Ellen Burchenal's exhibit of recent paintings and works on paper at the C. Grimaldis Gallery's Charles Street location continues her exploration of two concerns: how volumetric forms can also seem nearly organic, and how those shapes can nearly seem three-dimensional against the flat surface.
Her new work shows career development, though, because she is now expressing herself more freely in the assertiveness of her colors and their application. Likewise her interest in layering fields of color now seems more emotional, as in her painting "Cloud (Blue & Orange)," which includes some informal drips.

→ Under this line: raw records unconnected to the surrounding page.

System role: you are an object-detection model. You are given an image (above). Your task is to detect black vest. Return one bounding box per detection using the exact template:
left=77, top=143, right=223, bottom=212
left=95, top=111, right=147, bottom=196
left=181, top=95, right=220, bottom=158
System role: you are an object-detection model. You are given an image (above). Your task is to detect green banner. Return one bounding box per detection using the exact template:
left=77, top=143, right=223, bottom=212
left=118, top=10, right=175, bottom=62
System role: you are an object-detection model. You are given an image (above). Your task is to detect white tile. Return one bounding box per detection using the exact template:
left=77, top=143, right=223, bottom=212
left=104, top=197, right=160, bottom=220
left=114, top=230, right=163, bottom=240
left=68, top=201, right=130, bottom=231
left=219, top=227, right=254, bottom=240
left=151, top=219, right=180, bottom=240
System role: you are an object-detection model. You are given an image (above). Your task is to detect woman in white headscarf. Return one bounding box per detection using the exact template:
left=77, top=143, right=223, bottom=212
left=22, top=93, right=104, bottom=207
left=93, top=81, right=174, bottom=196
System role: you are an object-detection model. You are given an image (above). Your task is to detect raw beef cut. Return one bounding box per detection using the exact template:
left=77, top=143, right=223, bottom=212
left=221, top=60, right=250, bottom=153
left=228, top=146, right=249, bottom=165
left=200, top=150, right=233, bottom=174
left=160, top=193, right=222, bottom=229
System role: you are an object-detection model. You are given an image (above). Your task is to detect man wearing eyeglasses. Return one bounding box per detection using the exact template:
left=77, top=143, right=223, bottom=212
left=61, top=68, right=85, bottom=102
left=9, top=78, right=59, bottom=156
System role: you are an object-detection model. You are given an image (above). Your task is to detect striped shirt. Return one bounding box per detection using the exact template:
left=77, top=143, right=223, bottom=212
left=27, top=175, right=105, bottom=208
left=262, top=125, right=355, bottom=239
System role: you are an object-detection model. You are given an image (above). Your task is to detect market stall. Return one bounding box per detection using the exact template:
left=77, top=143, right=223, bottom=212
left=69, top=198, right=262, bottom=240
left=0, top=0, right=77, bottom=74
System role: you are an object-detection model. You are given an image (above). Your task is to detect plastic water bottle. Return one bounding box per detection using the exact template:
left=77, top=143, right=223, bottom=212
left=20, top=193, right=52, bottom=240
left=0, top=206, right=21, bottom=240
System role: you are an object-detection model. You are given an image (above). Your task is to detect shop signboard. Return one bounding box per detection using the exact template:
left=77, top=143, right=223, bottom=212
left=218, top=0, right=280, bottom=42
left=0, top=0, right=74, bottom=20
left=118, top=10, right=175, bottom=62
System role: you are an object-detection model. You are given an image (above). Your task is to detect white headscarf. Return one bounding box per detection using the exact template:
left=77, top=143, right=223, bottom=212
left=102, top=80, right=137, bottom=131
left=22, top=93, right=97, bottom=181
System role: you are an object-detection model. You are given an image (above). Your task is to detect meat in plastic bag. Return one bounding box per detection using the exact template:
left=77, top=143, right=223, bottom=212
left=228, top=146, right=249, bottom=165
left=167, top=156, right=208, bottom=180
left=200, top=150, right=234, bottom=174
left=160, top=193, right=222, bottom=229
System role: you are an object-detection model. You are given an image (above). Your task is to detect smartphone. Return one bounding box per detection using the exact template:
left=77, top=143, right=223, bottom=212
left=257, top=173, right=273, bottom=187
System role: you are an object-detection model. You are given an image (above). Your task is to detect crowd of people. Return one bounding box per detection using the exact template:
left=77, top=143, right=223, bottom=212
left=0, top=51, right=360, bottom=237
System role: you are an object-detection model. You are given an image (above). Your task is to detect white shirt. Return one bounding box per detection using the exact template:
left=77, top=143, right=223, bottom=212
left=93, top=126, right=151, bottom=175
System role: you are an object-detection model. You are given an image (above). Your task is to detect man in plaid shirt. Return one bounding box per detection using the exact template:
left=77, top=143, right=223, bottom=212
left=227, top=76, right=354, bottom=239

This artist also has another show in town this month, "Doors and Windows," in Gallery II of the School 33 Art Center. Some of these works, done earlier than the pieces at Grimaldis, give a good idea of how she developed her vocabulary of lozenge-shaped forms in gridded arrangements. Among her newer pieces in the School 33 show is the mixed-media "Cloud With Prop," in which there is an atmospheric drawing on the wall and a mesh sculpture extending like an appendage from the drawing down to the floor. Here, her dialogue between two-dimensional and three-dimensional mediums is made quite literal without being any less interesting in its directness.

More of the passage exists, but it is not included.